Sehnsüchte und Selbsttäuschungen: Mit Peter Eötvös‘ Oper „Tri Sestri“ nach Tschechow wächst das Theater Hagen über sich hinaus

„Drei Schwestern“: Dorothea Brandt (Irina), Maria Markina (Mascha), Lucie Ceralova (Olga). (Foto: Leszek Januszewski)

Bis in die siebziger Jahre hinein waren sie in Mode und in jedem gepflegten Haushalt anzutreffen: Runde Deckchen, gehäkelt oder bunt bedruckt, schmückten Tischchen, Vitrinen, Buffets. Die Familie Prosorow macht es sich in Friederike Blums Inszenierung der Oper „Tri Sestri“ von Peter Eötvös im Theater Hagen auf einem solchen Accessoire der Gemütlichkeit bequem.

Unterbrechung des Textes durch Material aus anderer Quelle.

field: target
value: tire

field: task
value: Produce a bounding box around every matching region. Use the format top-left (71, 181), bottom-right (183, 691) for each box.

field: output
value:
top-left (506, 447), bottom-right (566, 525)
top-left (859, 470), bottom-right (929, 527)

Eine mehrdeutige Chiffre mitten in der kargen Raffinesse von Tassilo Tesches Bühne. Sie steht für den trügerischen Schein des Äußerlichen, für den vergeblich gesuchten Schutzraum vor den Stürmen der Welt und der eigenen Gefühle, für Sehnsüchte und Selbsttäuschungen. Andrej, der gescheiterte Bruder der „Drei Schwestern“, wird sich darin einhüllen wie in einen Schutzmantel.

Mit Peter Eötvös‘ erster abendfüllender, vor 25 Jahren in Lyon uraufgeführter und 1999 an der Rheinoper Düsseldorf in Deutschland erstmals gespielter Oper „Tri Sestri“ ist das Theater Hagen über sich selbst hinausgewachsen und hat einen Abend präsentiert, an dem einfach alles stimmt. Möglich wird dieser Kraftakt durch den Fonds Neues Musiktheater des Landes Nordrhein-Westfalen und die Kunststiftung NRW.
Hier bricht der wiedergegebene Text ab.